В «Великом Гэтсби» впервые было открыто выражено неверие в то, что Америка – напомним мысль Фолкнера – и впрямь когда-нибудь сделается «земным святилищем для человека-одиночки». В заключительной сцене «Великого Гэтсби» Каррауэй провидит «древний остров, возникший некогда перед взором голландских моряков, – нетронутое зеленое лоно нового мира. Шелест его деревьев, тех, что потом исчезли, уступив место дому Гэтсби, был некогда музыкой последней и величайшей человеческой мечты; должно быть, на один короткий, очарованный миг человек затаил дыхание перед новым континентом». Еще одно усилие – и откроется сказочная, полная чудесных возможностей земля, так много обещавшая далеким предкам Гэтсби и самому ему еще предстающая не только в мрачных красках Долины Шлака, но и при свете «зеленого огонька», символа «неимоверного будущего счастья».

Но так и не наступит «одно прекрасное утро», как за ним ни гнаться, как бы старательно ни инсценировать его приход разгульным весельем «века джаза». Для Ника Каррауэя это главный вывод из истории, происшедшей у него на глазах. Писательское поколение, выступившее в 30-е годы, уже примет финальные строки «Великого Гэтсби» как аксиому.

Самому же Фицджеральду предстоит еще не одно разочарование, прежде чем он убедится, насколько прав был он в своем собственном пророчестве.


* * *

Заканчивая «Гэтсби», он писал одному из друзей: «Мой роман – о том, как растрачиваются иллюзии, которые придают миру такую красочность, что, испытав эту магию, человек становится безразличен к понятию об истинном и ложном». В «Великом Гэтсби» выразился и трагизм «века джаза», и его особая, болезненная красота. Через всю книгу проходят два образных ряда, соотнесенных по контрасту и вместе с тем тесно переплетающихся в грустной и поэтичной тональности романа.

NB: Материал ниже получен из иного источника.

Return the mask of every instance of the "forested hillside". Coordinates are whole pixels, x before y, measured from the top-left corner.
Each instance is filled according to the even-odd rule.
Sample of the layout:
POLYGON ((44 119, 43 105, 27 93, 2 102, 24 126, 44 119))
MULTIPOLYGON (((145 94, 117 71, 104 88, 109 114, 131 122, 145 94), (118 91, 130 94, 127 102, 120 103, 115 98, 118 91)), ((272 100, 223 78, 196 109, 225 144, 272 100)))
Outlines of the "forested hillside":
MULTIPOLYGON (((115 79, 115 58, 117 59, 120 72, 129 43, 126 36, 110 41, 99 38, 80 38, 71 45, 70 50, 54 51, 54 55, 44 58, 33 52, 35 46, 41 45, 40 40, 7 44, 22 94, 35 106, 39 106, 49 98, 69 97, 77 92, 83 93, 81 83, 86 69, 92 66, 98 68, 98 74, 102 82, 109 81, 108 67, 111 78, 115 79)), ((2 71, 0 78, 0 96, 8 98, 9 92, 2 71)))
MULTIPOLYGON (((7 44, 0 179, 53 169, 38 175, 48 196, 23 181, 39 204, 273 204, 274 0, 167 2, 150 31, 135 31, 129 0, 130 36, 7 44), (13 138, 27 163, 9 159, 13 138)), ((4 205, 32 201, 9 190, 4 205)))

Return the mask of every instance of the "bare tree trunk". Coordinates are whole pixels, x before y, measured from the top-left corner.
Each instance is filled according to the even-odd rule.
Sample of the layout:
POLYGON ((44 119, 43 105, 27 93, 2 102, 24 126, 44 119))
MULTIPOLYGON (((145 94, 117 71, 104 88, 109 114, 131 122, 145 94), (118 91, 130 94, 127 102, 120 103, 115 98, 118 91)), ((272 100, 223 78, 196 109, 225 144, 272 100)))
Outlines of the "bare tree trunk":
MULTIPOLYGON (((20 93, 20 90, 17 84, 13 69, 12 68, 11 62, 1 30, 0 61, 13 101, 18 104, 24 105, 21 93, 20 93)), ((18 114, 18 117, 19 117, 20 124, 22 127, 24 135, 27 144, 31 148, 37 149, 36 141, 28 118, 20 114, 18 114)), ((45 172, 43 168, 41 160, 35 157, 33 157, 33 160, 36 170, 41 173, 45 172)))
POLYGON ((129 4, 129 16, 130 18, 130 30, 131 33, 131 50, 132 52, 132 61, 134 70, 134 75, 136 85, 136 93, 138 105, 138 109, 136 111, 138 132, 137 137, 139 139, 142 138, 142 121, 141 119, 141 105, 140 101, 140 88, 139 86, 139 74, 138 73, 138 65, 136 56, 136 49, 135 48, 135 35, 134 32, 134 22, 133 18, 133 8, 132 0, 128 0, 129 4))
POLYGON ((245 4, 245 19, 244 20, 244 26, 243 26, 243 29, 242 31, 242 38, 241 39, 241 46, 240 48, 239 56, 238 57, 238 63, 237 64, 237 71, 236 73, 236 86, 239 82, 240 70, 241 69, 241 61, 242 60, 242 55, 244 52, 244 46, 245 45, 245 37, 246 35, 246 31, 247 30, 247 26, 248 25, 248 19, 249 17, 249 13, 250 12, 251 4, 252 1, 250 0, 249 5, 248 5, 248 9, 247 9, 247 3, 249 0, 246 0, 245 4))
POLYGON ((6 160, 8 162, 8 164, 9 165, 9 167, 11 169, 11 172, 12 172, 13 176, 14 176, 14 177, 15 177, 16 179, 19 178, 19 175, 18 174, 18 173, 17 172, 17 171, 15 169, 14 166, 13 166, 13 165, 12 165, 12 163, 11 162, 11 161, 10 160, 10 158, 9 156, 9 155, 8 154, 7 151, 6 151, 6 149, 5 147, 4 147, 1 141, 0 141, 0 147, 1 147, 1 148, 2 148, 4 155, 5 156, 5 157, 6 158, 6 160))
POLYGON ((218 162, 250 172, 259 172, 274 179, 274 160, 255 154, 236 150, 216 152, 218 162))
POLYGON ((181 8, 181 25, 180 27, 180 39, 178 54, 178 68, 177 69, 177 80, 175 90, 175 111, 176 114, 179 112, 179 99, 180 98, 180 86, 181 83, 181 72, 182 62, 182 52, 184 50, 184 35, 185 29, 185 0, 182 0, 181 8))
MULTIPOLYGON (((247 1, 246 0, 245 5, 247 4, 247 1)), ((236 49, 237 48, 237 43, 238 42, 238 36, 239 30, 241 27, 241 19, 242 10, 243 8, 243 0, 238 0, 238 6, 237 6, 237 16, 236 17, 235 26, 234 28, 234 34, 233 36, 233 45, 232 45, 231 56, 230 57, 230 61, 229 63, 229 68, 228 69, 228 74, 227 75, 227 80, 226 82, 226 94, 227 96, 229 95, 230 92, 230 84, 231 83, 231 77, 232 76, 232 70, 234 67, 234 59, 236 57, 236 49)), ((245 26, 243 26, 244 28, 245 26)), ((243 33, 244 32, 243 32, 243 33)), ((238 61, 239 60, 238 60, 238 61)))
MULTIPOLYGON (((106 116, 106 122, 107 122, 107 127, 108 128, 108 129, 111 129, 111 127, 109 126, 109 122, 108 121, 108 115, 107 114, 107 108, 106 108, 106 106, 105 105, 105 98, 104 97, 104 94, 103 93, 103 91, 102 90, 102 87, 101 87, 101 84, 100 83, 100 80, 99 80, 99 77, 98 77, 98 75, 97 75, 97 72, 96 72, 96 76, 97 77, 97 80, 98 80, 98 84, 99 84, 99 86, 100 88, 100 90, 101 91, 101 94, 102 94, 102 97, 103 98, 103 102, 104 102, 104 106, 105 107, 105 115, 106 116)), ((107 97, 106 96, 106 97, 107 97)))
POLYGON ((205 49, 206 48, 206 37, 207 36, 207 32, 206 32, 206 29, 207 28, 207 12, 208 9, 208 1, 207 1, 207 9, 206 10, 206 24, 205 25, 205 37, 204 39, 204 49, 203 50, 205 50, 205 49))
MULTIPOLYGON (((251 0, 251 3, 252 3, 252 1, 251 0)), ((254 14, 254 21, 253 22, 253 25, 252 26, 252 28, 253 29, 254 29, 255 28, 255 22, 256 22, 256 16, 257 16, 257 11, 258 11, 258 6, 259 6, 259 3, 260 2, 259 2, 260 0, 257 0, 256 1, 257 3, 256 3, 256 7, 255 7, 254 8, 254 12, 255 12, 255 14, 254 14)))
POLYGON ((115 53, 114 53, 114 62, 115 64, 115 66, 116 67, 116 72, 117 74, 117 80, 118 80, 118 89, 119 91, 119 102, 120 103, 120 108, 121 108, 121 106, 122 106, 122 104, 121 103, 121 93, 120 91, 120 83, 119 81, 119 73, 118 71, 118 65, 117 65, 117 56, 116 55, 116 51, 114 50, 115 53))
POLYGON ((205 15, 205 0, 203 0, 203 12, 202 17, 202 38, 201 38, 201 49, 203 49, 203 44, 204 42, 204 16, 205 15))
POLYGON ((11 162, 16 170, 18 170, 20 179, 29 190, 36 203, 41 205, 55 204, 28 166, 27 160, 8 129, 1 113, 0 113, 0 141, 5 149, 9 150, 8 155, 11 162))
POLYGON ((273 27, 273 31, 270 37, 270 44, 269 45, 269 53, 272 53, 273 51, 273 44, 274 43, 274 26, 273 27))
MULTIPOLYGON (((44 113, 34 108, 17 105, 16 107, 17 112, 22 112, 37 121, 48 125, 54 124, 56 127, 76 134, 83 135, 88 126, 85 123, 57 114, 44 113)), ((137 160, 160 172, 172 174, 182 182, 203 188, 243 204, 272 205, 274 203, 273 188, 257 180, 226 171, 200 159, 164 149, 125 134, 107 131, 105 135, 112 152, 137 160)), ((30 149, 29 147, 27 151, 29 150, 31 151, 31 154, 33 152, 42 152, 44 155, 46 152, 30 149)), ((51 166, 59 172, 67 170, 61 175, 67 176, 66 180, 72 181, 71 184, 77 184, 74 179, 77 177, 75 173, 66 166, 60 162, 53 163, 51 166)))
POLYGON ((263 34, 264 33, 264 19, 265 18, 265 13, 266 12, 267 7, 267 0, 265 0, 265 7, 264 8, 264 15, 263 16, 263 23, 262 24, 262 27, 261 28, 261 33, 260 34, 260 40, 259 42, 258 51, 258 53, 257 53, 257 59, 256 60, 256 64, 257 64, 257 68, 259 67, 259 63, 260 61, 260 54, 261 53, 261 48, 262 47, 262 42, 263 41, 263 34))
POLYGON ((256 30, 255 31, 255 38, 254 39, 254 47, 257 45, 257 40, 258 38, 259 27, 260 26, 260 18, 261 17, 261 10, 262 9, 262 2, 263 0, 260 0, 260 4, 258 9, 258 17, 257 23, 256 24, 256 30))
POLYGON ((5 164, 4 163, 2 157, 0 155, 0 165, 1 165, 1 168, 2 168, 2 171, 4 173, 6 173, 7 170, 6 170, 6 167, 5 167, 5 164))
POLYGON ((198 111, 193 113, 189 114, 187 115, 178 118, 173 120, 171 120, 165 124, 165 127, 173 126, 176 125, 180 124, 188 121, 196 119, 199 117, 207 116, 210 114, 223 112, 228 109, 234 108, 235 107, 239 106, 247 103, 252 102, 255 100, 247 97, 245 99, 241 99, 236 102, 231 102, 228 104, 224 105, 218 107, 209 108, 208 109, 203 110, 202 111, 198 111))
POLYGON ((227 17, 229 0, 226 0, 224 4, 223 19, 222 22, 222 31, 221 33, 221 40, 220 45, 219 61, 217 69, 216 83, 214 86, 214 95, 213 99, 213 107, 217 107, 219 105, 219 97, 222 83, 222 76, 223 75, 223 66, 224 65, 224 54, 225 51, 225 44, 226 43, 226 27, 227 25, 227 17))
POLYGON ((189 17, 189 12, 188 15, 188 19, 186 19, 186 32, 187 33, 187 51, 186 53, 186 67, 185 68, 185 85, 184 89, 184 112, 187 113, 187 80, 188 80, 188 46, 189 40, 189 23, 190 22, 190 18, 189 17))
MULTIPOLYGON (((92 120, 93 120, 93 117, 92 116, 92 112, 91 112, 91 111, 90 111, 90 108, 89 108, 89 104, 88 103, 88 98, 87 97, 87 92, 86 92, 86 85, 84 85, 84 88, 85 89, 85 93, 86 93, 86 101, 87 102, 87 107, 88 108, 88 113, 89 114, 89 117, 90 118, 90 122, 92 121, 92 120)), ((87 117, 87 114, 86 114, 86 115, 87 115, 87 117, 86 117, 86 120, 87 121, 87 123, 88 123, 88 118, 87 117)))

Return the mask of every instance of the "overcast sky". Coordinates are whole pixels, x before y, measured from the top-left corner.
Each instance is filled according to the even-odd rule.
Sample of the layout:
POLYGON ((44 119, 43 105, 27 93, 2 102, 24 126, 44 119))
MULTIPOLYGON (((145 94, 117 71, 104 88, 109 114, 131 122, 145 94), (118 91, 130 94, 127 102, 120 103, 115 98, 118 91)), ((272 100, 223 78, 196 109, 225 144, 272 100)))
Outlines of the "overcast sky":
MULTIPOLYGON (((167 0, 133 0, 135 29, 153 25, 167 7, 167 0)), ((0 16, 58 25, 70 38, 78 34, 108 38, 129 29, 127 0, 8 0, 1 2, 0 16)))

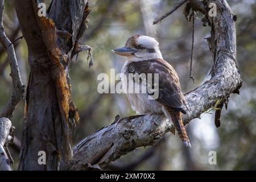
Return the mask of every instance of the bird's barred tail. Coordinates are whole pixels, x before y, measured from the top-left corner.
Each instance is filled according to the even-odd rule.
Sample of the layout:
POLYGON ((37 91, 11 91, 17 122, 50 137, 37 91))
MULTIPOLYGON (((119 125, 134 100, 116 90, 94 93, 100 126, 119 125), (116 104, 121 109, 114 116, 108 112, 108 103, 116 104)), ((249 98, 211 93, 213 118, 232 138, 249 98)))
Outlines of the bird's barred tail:
POLYGON ((174 127, 175 127, 175 129, 177 131, 177 133, 178 133, 179 136, 180 136, 180 138, 184 145, 187 147, 191 147, 189 139, 188 138, 186 130, 185 129, 185 126, 183 125, 183 121, 182 121, 181 112, 175 110, 174 109, 168 108, 164 110, 164 114, 169 119, 169 120, 171 120, 171 119, 172 121, 174 127), (166 111, 167 111, 168 113, 166 113, 166 111))

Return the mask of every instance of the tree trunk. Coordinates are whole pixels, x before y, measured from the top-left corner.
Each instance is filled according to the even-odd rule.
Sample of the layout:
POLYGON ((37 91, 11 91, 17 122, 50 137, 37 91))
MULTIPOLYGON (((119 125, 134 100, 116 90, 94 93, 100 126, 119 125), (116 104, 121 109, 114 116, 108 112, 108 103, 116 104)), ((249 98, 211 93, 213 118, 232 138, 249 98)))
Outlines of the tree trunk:
POLYGON ((87 1, 53 0, 46 17, 40 17, 37 3, 15 1, 31 69, 19 169, 56 170, 60 158, 72 158, 71 131, 79 117, 71 98, 69 66, 90 11, 87 1), (46 154, 46 164, 38 163, 40 151, 46 154))

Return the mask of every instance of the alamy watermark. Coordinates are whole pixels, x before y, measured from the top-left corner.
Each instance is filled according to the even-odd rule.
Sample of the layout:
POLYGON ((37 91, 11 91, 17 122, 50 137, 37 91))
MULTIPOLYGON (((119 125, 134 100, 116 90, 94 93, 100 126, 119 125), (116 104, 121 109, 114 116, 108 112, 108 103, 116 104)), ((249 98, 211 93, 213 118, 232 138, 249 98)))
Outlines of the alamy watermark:
POLYGON ((216 165, 217 164, 217 153, 216 151, 212 150, 209 152, 209 160, 208 163, 210 165, 216 165))
POLYGON ((115 69, 110 69, 110 76, 100 73, 97 78, 99 93, 147 93, 149 100, 156 100, 159 96, 158 73, 121 73, 115 75, 115 69), (116 81, 119 81, 115 84, 116 81))

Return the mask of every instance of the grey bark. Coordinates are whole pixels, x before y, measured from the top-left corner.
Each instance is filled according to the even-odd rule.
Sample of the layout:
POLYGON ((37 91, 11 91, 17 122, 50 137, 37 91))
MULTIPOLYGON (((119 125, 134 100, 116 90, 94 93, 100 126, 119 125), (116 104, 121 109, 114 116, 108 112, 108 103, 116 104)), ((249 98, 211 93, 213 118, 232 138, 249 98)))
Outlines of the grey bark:
MULTIPOLYGON (((208 1, 190 1, 188 5, 205 15, 203 21, 211 28, 208 38, 213 55, 212 77, 185 94, 189 111, 184 115, 187 124, 216 105, 226 102, 233 93, 238 93, 241 75, 236 63, 235 20, 225 0, 211 1, 217 5, 217 16, 208 14, 208 1)), ((63 162, 61 169, 86 170, 104 168, 110 163, 135 148, 152 144, 173 129, 163 115, 150 114, 124 118, 117 117, 110 125, 97 131, 74 148, 73 160, 63 162)), ((192 143, 193 147, 193 143, 192 143)))
POLYGON ((13 113, 18 105, 18 103, 23 97, 25 92, 25 86, 23 84, 19 68, 18 67, 17 60, 14 51, 14 46, 11 45, 11 42, 5 34, 3 24, 3 5, 5 1, 0 1, 0 42, 4 49, 6 51, 9 64, 11 67, 10 76, 13 80, 13 91, 8 103, 3 108, 2 113, 0 114, 0 117, 7 117, 11 119, 13 113))
POLYGON ((11 122, 9 119, 0 118, 0 171, 12 170, 10 160, 4 148, 11 128, 11 122))
POLYGON ((53 0, 47 17, 39 17, 36 2, 15 1, 31 69, 19 169, 56 170, 60 156, 72 157, 75 118, 69 114, 77 112, 71 100, 68 72, 77 43, 70 35, 81 38, 89 11, 87 1, 53 0), (46 165, 38 162, 40 151, 46 152, 46 165))

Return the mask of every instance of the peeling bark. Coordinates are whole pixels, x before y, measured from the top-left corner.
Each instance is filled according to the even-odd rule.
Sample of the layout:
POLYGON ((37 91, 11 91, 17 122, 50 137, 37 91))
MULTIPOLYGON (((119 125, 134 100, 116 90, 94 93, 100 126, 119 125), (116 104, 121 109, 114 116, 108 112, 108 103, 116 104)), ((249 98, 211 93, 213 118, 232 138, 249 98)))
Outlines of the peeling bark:
POLYGON ((11 122, 7 118, 0 118, 0 171, 11 171, 7 154, 5 150, 8 135, 11 129, 11 122))
POLYGON ((60 158, 72 158, 71 131, 79 116, 69 69, 89 10, 87 1, 53 0, 46 17, 39 17, 37 3, 15 1, 31 68, 19 169, 57 170, 60 158), (46 152, 46 165, 38 163, 40 151, 46 152))
MULTIPOLYGON (((204 20, 211 27, 211 36, 208 40, 214 63, 211 78, 185 94, 190 111, 183 117, 184 124, 200 117, 217 103, 226 100, 232 93, 238 93, 242 86, 241 75, 236 63, 235 19, 226 1, 211 1, 217 5, 216 17, 208 15, 208 1, 189 2, 195 10, 205 15, 204 20)), ((73 148, 73 160, 63 162, 60 169, 104 168, 137 147, 152 144, 172 129, 171 123, 163 115, 118 117, 112 125, 79 142, 73 148)))

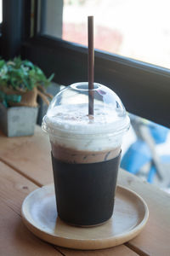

«Магия» карнавала, не прекращающегося на протяжении почти всего действия, усиливается и приобретает драматический оттенок оттого, что в двух шагах – Долина Шлака, которая таит в себе смертельную угрозу для героя. Любовь Гэтсби чиста и романтична, но Дэзи – это олицетворенное убожество американского «хорошего общества», и герой замышляет покорить ее, демонстрируя любимой целый шкаф красивых сорочек. В беспечном разгуле гости Гэтсби словно бы и впрямь вернули себе естественную раскованность, праздничность восприятия жизни, однако разговаривают они голосами, в которых «звенят деньги». В доме Гэтсби, как в загородном увеселительном парке, всегда оживленно и радостно, а ехать туда нужно мимо рекламного щита с нарисованными на нем пустыми и холодными глазами доктора Эклберга – мертвого идола, царящего над мертвой свалкой несбывшихся великих надежд.